Encryption of Amazon Elastic Block Store (Amazon EBS) volumes is important to an organization's data protection strategy. It is an important step in establishing a well-architected environment. Although there is no direct way to encrypt existing unencrypted EBS volumes or snapshots, you can encrypt them by creating a new volume or snapshot. For more information, see [Encrypt EBS resources](https://docs.aws.amazon.com/AWSEC2/latest/UserGuide/EBSEncryption.html#encryption-parameters) in the Amazon EC2 documentation. This pattern provides preventative and detective controls for encrypting your EBS volumes, both new and existing. In this pattern, you configure account settings, create automated remediation processes, and implement access controls.

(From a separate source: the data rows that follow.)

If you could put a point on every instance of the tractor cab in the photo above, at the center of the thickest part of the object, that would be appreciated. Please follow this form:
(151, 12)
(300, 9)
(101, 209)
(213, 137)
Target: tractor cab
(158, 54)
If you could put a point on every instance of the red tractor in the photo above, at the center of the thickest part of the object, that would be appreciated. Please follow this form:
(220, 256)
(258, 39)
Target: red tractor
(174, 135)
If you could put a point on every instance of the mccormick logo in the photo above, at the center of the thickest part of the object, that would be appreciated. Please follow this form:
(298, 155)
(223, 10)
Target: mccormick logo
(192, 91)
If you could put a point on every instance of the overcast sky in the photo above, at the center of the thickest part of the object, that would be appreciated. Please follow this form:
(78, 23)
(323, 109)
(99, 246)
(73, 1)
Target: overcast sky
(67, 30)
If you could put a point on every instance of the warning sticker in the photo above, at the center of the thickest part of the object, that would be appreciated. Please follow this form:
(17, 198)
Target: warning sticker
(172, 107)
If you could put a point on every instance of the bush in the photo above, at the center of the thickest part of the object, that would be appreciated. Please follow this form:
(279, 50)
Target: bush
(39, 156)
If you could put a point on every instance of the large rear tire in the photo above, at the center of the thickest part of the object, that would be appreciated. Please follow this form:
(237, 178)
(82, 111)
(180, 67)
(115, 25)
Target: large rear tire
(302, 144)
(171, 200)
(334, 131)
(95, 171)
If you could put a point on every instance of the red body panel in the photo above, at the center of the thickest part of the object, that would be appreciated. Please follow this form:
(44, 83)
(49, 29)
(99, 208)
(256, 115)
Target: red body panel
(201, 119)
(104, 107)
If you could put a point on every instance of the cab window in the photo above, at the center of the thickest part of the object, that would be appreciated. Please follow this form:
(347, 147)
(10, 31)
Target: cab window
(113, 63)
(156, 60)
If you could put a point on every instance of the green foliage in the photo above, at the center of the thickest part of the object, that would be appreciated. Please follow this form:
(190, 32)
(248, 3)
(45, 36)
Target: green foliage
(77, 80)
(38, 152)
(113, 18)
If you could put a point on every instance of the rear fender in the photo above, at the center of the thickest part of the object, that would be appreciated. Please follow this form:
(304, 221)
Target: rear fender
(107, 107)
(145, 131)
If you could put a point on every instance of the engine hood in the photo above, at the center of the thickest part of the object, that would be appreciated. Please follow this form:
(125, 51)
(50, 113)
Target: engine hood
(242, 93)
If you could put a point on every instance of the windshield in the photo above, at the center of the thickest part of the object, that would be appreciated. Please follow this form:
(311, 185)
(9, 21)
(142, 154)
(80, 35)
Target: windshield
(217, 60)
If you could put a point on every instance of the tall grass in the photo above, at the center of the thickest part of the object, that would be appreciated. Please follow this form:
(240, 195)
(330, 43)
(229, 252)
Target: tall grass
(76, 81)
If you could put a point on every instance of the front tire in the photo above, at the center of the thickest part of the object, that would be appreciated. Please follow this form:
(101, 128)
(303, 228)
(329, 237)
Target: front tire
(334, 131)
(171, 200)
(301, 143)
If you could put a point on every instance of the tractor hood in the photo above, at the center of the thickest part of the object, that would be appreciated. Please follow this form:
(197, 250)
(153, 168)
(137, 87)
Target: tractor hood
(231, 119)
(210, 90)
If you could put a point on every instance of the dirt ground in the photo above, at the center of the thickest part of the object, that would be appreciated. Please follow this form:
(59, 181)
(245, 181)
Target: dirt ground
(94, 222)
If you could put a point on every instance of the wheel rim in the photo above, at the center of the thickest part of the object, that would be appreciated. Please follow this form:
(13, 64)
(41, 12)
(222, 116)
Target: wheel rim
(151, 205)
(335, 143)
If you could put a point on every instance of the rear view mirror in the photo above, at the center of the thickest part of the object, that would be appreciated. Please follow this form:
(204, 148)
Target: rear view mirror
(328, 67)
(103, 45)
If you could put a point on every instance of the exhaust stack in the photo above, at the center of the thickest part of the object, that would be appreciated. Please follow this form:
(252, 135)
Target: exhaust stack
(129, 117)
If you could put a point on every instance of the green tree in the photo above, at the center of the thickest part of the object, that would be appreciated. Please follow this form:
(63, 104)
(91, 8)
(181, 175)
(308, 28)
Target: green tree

## Prerequisites and limitations
<a name="automatically-encrypt-existing-and-new-amazon-ebs-volumes-prereqs"></a>

**Prerequisites**
+ An active Amazon Web Services (AWS) account
+ [AWS Command Line Interface (AWS CLI)](https://docs.aws.amazon.com/cli/latest/userguide/getting-started-install.html), installed and configured on macOS, Linux, or Windows
+ [jq](https://stedolan.github.io/jq/download/), installed and configured on macOS, Linux, or Windows
+ AWS Identity and Access Management (IAM) permissions are provisioned to have read and write access to AWS CloudFormation, Amazon Elastic Compute Cloud (Amazon EC2), AWS Systems Manager, AWS Config, and AWS Key Management Service (AWS KMS)
+ AWS Organizations is configured with all features enabled, a requirement for service control policies
+ AWS Config is enabled in the target accounts

**Limitations**
+ In your target AWS account, there must be no AWS Config rules named **encrypted-volumes**. This solution deploys a rule with this name. Preexisting rules with this name can cause the deployment to fail and result in unnecessary charges related to processing the same rule more than once.
+ This solution encrypts all EBS volumes with the same AWS KMS key.
+ If you enable encryption of EBS volumes for the account, this setting is Region-specific. If you enable it for an AWS Region, you cannot disable it for individual volumes or snapshots in that Region. For more information, see [Encryption by default](https://docs.aws.amazon.com/AWSEC2/latest/UserGuide/EBSEncryption.html#encryption-by-default) in the Amazon EC2 documentation.
+ When you remediate existing, unencrypted EBS volumes, ensure that the EC2 instance is not in use. This automation shuts down the instance in order to detach the unencrypted volume and attach the encrypted one. There is downtime while the remediation is in progress. If this is a critical piece of infrastructure for your organization, make sure that [manual](https://docs.aws.amazon.com/AWSEC2/latest/UserGuide/scenarios-enis.html#create-a-low-budget-high-availability-solution) or [automatic](https://docs.aws.amazon.com/autoscaling/ec2/userguide/what-is-amazon-ec2-auto-scaling.html) high-availability configurations are in place so as to not impact the availability of any applications running on the instance. We recommend that you remediate critical resources only during standard maintenance windows.

## Architecture
<a name="automatically-encrypt-existing-and-new-amazon-ebs-volumes-architecture"></a>

**Automation workflow**

![\[High-level architecture diagram showing the automation process and services\]](http://docs.aws.amazon.com/prescriptive-guidance/latest/patterns/images/pattern-img/484fd5fe-e10a-41f6-aafe-260ea824883b/images/483f551c-ca1d-4c1e-b3c7-989df7d3b059.png)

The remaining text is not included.